Dr. Shyam P Lohani
The social and environmental determinants of health such as clean air, safe water, enough food, and secure shelter are profoundly influenced by climate change. It has been estimated that between 2030 and 2050, the temperature change may cause about 250,000 further deaths each year due to malnutrition, malaria, diarrhea, and heat stress (WHO, 2020). Climate change is anticipated to cause a direct loss of US$2-4 billion per year by 2030. This excludes losses in other health determining sectors such as water, sanitation, and agriculture.

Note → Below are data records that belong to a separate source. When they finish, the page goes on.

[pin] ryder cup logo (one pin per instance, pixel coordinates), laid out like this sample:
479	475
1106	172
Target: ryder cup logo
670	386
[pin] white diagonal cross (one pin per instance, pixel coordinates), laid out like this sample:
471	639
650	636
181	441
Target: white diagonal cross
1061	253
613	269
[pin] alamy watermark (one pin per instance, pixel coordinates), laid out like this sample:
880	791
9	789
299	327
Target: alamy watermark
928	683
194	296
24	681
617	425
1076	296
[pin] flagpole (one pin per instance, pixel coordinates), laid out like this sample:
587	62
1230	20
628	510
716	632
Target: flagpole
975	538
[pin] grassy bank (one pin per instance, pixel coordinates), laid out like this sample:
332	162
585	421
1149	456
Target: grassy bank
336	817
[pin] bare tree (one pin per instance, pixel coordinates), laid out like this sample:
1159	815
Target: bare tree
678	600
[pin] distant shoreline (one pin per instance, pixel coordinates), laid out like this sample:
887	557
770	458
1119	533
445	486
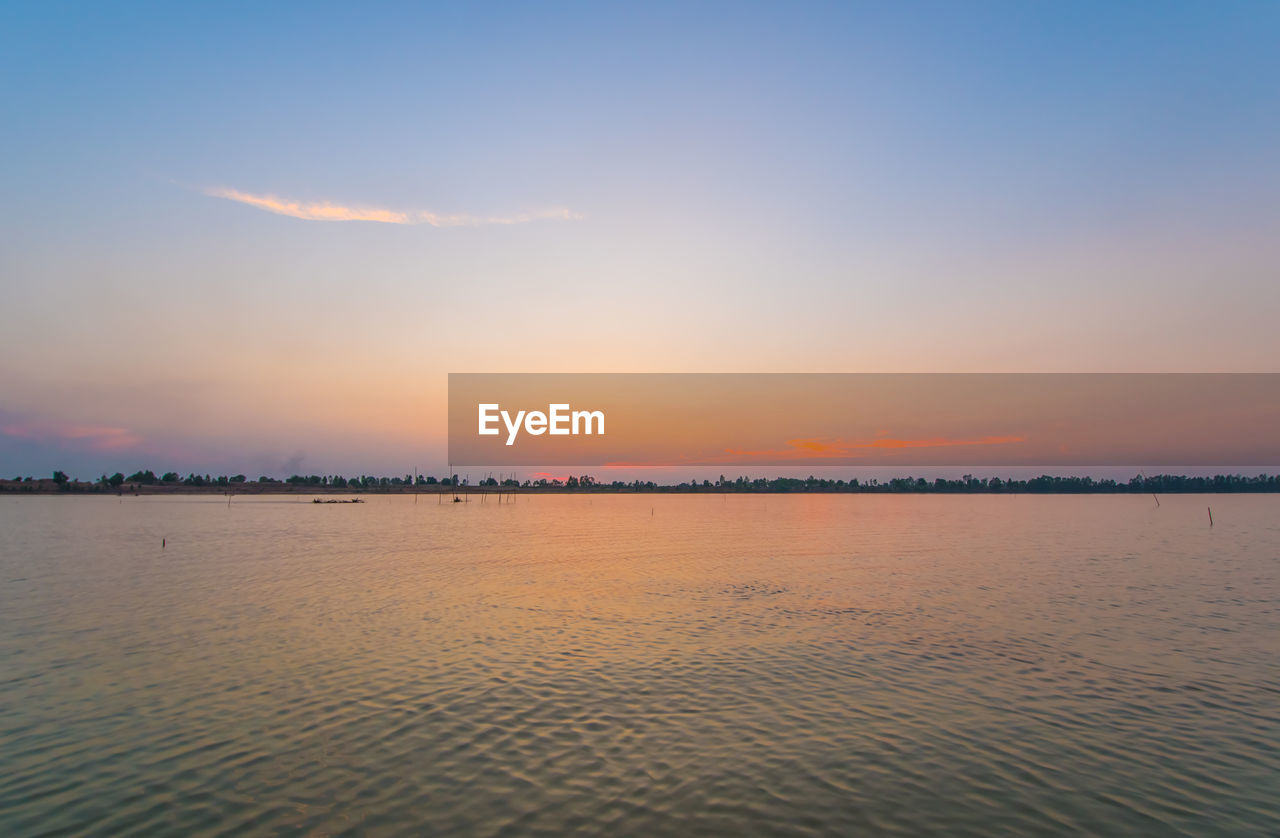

Globally, climate change has already impacted human health profoundly. The direct effects are mediated via changes in extreme events like heat waves, drought, and heavy rain that result in heat and cold-related diseases, unintentional injuries and deaths, and other adverse health outcomes. While the indirect effects on health are mediated through climate change impacts on ecosystems and human systems, with health impacts from vector-borne, foodborne, and waterborne diseases, respiratory illnesses, occupational health and safety challenges, malnutrition, and negative impacts on mental health and wellness.
Impacts
It ought to be noted that temperature change is not the sole environmental drawback inflicting widespread health issues. This might result that crop yields will fall by 20-40 per cent with rising temperatures, thus exacerbating existing food shortages that are already leading to malnutrition and the deaths of 3.5 million people annually. Similarly, with the change in rainfall pattern, 16 per cent of people in developing countries who currently do not have access to clean water, and 48 per cent who lack access to adequate sanitation, a situation that will lead to further deterioration.
The Earth’s surface has warmed by about 0.6°C in the last three decades and it has been predicted that further rises between 1.1°C and 6.4°C may occur over the 21st century. Therefore, the rising temperatures will be responsible for the increased population of mosquitoes, a series of heat waves causing heatstroke, and increased cases of dengue fever, gastroenteritis, and other climate-sensitive infectious diseases. Some 300 million more people will have been affected by malaria by 2080.
Major weather-related disasters such as floods, drought, fires, and cyclones that have affected more than two billion people over recent years are also expected to rise. Mass environmental disruption, displacement, and migration of people and rapid and unplanned urbanisation are often the results of extreme climate change. Urbanisation in turn potentially exposes people’s vulnerability to climate change, especially when settlements are not designed to be climate-friendly.
Nowadays pollution of the air, water, and soil is the largest environmental determinant for sickness and death worldwide. This may have resulted in nine million premature deaths every year. Climate change, along with different natural and human-made health stressors, influences human health and diseases in varied ways that include some existing health threats that will intensify and new health threats may emerge. People are affected to a different degree as per their age, economic status, and location.
Public health will be suffering from disruptions of physical, biological, and ecological systems, together with disturbances originating from anywhere in the world. The health effects of those disruptions include respiratory and cardiovascular diseases, injuries and premature deaths associated with extreme weather events, changes within the prevalence and geographical distribution of food- and water-borne illnesses and different infectious diseases, and threats to mental health and wellbeing.
The impacts of weather and climate on human health are prominent but vary as per different factors. Exposure to health hazards related to climate change is not universal and affects different people and diverse communities to varied degrees. Moreover, exposure to multiple climate change in the same environment may result in compounding or cascading health impacts.
The frequency, severity, duration, and location of weather and climate phenomena such as rising temperatures, heavy rains and droughts, and some other kinds of severe weather conditions are already fluctuating due to climate change throughout the world. This may result in effects on areas already experiencing health-threatening weather and climate phenomena, such as severe heat or hurricanes, are likely to experience worsening impacts with higher temperatures and increased storm intensity, rainfall rates, and storm surge.
It additionally means some locations can experience new climate-related health threats. For instance, areas previously unaffected by harmful waterborne diseases as a result of cooler water temperatures might face these hazards in the near future as increasing water temperatures enable the organisms that cause these health risks to thrive. Therefore, areas that currently experience health threats may see a shift in the timing of the seasons that pose the greatest risk to human health.
Collaborative action
Climate change will thus have an effect on human health in two main ways. First, by ever-changing the severity or frequency of health issues that are already suffering from climate or weather factors; and second, by making new or unforeseen health issues or health threats in places where they may not have previously occurred. A rapidly changing climate has profound implications for every aspect of human life. It exposes vulnerable populations to extremes of weather, altering patterns of infectious disease, and impacting food security, safe drinking water, and clean air.
High temperatures are expected to cause public health disasters in the future as well. Their effects on global ecosystems and food production cannot be undermined which is causing more extreme weather events and wildfires, threatening communities, and creating the perfect conditions for deadly diseases to spread. Therefore, every stakeholder throughout the world is responsible for immediate action on reversing the increase in global temperatures. Immediate and collaborative actions on climate change, therefore, are imperative not just for the environment but for human health, too.